お気楽日和

誰かに手紙を書く気持ちで、事件性のない平凡な毎日を切り取ってみようと思います。

19歳

今日で息子は19歳になる。

人生で自分が人の親になれたこと子育てを経験できていること。その息子がどうにか大学まで入り、極普通の青年になってくれたこと。奇跡だと思う。

昨夜、いつもの帰宅時間を一時間以上過ぎても、帰ってこなかった。普段は「どうせどこかに寄り道でもしてるんでしょう」と気にせず先にさっさと食べるのだが、このところの落ち込みようの最中なので、この程度のことでも気になって仕方がない。

「さっくりでいいから、帰宅時刻連絡して」とラインを送っても、既読の印もつかない。電話も出ない。どうしたどうした、どうしたっていうんだ。まさか、ふらぁっと海かなんか見に行っちゃったりしてるんじゃないだろうね。以外とロマンチストだから、しんみり浸ってるんじゃないだろうね。

もう一度「おーい」と送った。今度はすぐ私の携帯が鳴った。よかった!

「もしもし」

「あ、もしもし?僕だけど、なんか、今、連絡もらった?」

元気な声を聞かせてくれたのは夫だった。夫に送ってしまったらしい。

「あら、すみません。息子に送ったつもりだったの。遅いから。ごめんなさい」

「なんかあったの」

「いや別に」

普段、遅いくらいでラインなんか打たない私なので、夫はすぐ聞いた。仕事中の夫にこの最近のことを話しても長くなるだけなので、曖昧に返事をした。

結局息子は8時近くになって電話をしてきた。学校の授業が長引き、課題を仕上げていたら遅くなったらしい。なんでもいい、帰ってくるなら。

 

今晩の誕生日の夕食は好きなものを作ろうと、好物の煮込みハンバーグを朝から仕込む。小さいケーキも買った。
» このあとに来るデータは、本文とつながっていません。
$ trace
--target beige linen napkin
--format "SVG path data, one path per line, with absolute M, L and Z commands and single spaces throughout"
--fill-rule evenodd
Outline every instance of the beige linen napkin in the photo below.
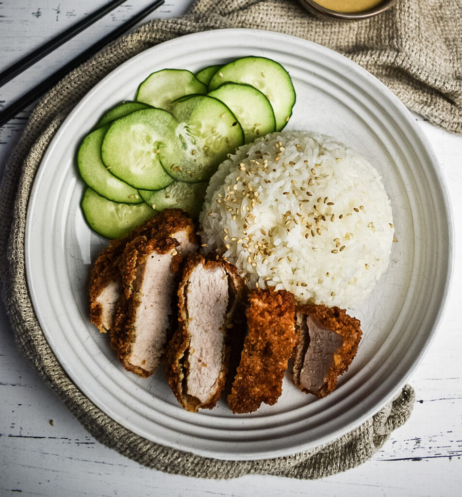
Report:
M 98 440 L 150 467 L 171 473 L 230 478 L 261 473 L 326 476 L 366 460 L 408 418 L 412 389 L 349 433 L 308 452 L 263 461 L 203 458 L 150 442 L 116 423 L 80 392 L 53 354 L 37 322 L 26 283 L 24 230 L 34 177 L 66 116 L 98 81 L 157 43 L 208 29 L 279 31 L 333 48 L 366 68 L 409 108 L 462 133 L 462 5 L 459 0 L 398 0 L 381 15 L 345 21 L 311 15 L 295 1 L 198 0 L 181 18 L 156 19 L 111 44 L 73 71 L 35 108 L 6 166 L 0 187 L 1 290 L 17 343 L 31 363 Z

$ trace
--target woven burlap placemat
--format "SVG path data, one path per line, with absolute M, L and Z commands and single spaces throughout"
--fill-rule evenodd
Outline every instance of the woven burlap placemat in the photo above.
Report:
M 85 428 L 124 455 L 166 472 L 214 478 L 260 473 L 297 478 L 326 476 L 356 466 L 408 418 L 415 398 L 404 387 L 360 426 L 308 452 L 261 461 L 200 457 L 144 439 L 92 404 L 66 375 L 37 322 L 25 279 L 24 231 L 37 168 L 66 116 L 98 81 L 157 43 L 221 28 L 249 27 L 298 36 L 333 48 L 363 66 L 411 109 L 462 133 L 462 4 L 460 0 L 398 0 L 381 15 L 344 21 L 313 16 L 285 0 L 199 0 L 181 18 L 154 20 L 111 44 L 44 97 L 10 158 L 0 187 L 0 276 L 21 349 Z

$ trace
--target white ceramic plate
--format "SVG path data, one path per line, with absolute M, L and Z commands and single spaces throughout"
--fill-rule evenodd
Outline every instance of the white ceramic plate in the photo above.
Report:
M 391 199 L 397 242 L 370 298 L 354 314 L 364 336 L 337 389 L 318 400 L 286 379 L 278 404 L 233 415 L 224 400 L 196 414 L 180 407 L 159 369 L 125 371 L 108 337 L 88 322 L 92 263 L 107 241 L 90 231 L 79 201 L 77 147 L 104 111 L 133 99 L 151 73 L 196 71 L 245 55 L 281 63 L 297 95 L 288 129 L 333 135 L 368 157 Z M 312 448 L 377 412 L 409 377 L 434 335 L 445 301 L 453 236 L 436 160 L 410 114 L 384 85 L 348 59 L 299 38 L 253 30 L 208 31 L 148 50 L 121 66 L 81 100 L 51 144 L 34 184 L 26 273 L 43 331 L 76 384 L 103 411 L 146 438 L 196 454 L 250 459 Z

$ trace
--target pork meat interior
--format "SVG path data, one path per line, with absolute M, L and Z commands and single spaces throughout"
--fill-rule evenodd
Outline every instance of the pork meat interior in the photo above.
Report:
M 332 392 L 337 377 L 347 371 L 356 354 L 362 335 L 360 326 L 357 319 L 338 307 L 300 307 L 294 384 L 319 398 Z
M 109 331 L 122 292 L 119 265 L 127 244 L 138 236 L 174 238 L 183 257 L 198 248 L 194 223 L 183 211 L 167 209 L 135 229 L 127 236 L 111 240 L 101 251 L 90 275 L 90 321 L 102 333 Z
M 226 383 L 228 333 L 244 285 L 233 266 L 187 260 L 178 289 L 179 328 L 169 344 L 168 383 L 188 411 L 215 406 Z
今、息子はベッドで眠って起きない。何度か声をかけ、「ケーキあるよ」と言ってみたが睡魔には勝てなかった。

19年前のまさに今頃、私は出産を終え、息子が無事であったことに安堵してぐっすり眠っていた。あぁ。終わったんだ。産んだんだ。安心して深い眠りに潜っていた。

テレビを消して静かに一人で食べる息子の誕生日の夜の晩ご飯。息子を産んで初めてだ。こんな静かな彼の誕生日。

平和だ。何にも足りないものはない。

感謝だ。

熟睡できている息子にホッとする夜。

ありがとうございます。すべてに感謝します。